4. Strategie gerarchiche di prevenzione e controllo
① Corrispondenza unificata del grado di materiale
Tutte le parti strutturali a contatto, staffe, flange e dispositivi di fissaggio dovranno adottare acciaio inossidabile 316 o 316L per eliminare fondamentalmente la differenza potenziale ed evitare l'accoppiamento bimetallico.
② Aggiungere isolamento isolante tra metalli diversi
Se non è possibile realizzare la sostituzione del materiale, utilizzare guarnizioni in PTFE, cuscinetti in gomma fluorurata e manicotti isolanti per separare completamente due metalli diversi, interrompendo il circuito conduttivo della cella galvanica.
③ Standardizzare il processo di saldatura
Selezionare il filo di saldatura che corrisponde rigorosamente al componente del materiale di base; vietare l'uso casuale di normali bacchette per saldatura in acciaio al carbonio per la saldatura di tubi riscaldanti in acciaio inossidabile per prevenire la corrosione di metalli dissimili.

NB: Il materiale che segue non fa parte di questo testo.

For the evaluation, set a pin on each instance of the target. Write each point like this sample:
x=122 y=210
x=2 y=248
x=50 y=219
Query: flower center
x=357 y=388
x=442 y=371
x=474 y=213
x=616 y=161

④ Miglioramento della protezione della superficie
Effettuare la passivazione integrale o l'elettrolucidatura del tubo riscaldante per stabilizzare il potenziale superficiale e indebolire la forza motrice della reazione galvanica; controllare regolarmente i punti di attacco per individuare eventuali accumuli di ruggine e sporco.
⑤ Eliminare gli spazi di ritenzione dei liquidi
Ottimizzare la flangia e la struttura di supporto per evitare angoli morti in cui il fluido è intrappolato; drenare il liquido residuo durante l'arresto a lungo-termine per terminare l'ambiente elettrolitico necessario per la corrosione.

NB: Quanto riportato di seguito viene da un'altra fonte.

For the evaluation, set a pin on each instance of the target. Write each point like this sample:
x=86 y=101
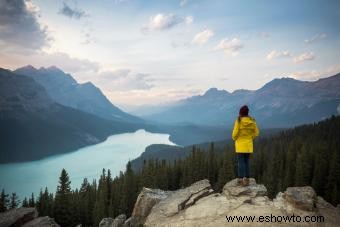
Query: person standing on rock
x=244 y=132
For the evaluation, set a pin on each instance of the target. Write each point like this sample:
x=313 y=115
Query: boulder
x=144 y=203
x=182 y=198
x=119 y=221
x=303 y=198
x=233 y=189
x=197 y=205
x=106 y=222
x=42 y=222
x=17 y=217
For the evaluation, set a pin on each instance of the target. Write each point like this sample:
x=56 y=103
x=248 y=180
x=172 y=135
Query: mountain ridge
x=34 y=126
x=283 y=102
x=64 y=89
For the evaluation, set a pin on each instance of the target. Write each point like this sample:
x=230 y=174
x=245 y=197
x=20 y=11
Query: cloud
x=264 y=35
x=308 y=56
x=123 y=80
x=19 y=25
x=161 y=22
x=315 y=74
x=316 y=37
x=202 y=37
x=73 y=13
x=183 y=3
x=232 y=46
x=278 y=54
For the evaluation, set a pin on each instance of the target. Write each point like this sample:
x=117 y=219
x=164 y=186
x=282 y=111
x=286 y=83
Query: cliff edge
x=199 y=205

5. Tabella di contrasto del rischio delle diverse modalità di collocazione
表格
| Modalità di assemblaggio | Rischio di corrosione galvanica | Suggerimento per lo smaltimento |
|---|---|---|
| Accessori per tubi + 316 316 | Trascurabile | Configurazione standard preferita |
| Tubo 316 + staffa in acciaio al carbonio | Molto alto | Isolare o sostituire il materiale della staffa |
| Rilegatura diretta con filo di ferro | Estremamente alto | Abbandonare completamente questo metodo di fissaggio |
Conclusione
La corrosione galvanica dei tubi riscaldanti 316 si basa su tre condizioni necessarie: contatto metallico diverso, conduzione elettrica e immersione dell'elettrolita. Finché una qualsiasi condizione viene eliminata, il processo di corrosione può essere frenato. La standardizzazione dell'accoppiamento dei materiali, l'aggiunta dell'isolamento isolante e l'ottimizzazione della progettazione del drenaggio strutturale possono evitare completamente i danni da corrosione bimetallica, riducendo i guasti imprevisti causati dalle perdite delle apparecchiature causati dalla mancata corrispondenza dei materiali.